Lowdice

-by Christopher Stoudt

All you need is a pair of dice and a chunk of change in your pocket. But here’s the rub – the game is Lowdice. Any asshole can blow on the dice and roll high. It takes real skill to roll low. You need incredible patience an nerves of steel.

Take it to the streets on a Saturday night in search of the gamblers. Homeless men are always an easy mark. Prey on their willingness to stand around in a circle and get rowdy.

Drop a twenty-cent piece on the ground and have your friends follow suit.

Lull the bum into a false sense of confidence by letting him win the first round. He might even roll a five, but you’re a pro and can roll lower every time.
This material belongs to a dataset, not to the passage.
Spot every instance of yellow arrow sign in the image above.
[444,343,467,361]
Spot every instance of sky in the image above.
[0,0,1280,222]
“I win!” he exclaims. Acknowledge defeat. Collect the shiny gold coins and put them in his dirty hands. Act disappointed.

Now you take out the 1 Euro coin and drop it on the pavement. Announce to the crowd that has formed a circle around you. “Now we play Lowdice!”

The homeless man adds up all of his money to match your Euro. He’s drunk and didn’t understand what Lowdice means because he doesn’t even speak English.

And, trust me, they will do pretty much anything for a chance to win enough money for another beer. He rolls double sixes and thinks he’s on top of the world, but stay cool and roll low like you know how. Have all your friends cheer your victory. Pick up the coins and put them in your pocket.

When he protests, just explain, “Sorry bud, but the game is Lowdice.”

If in the unlikely event that he rolls lower than you do, take his money anyway. What sort of shitty game would reward a player for rolling snake eyes anyway?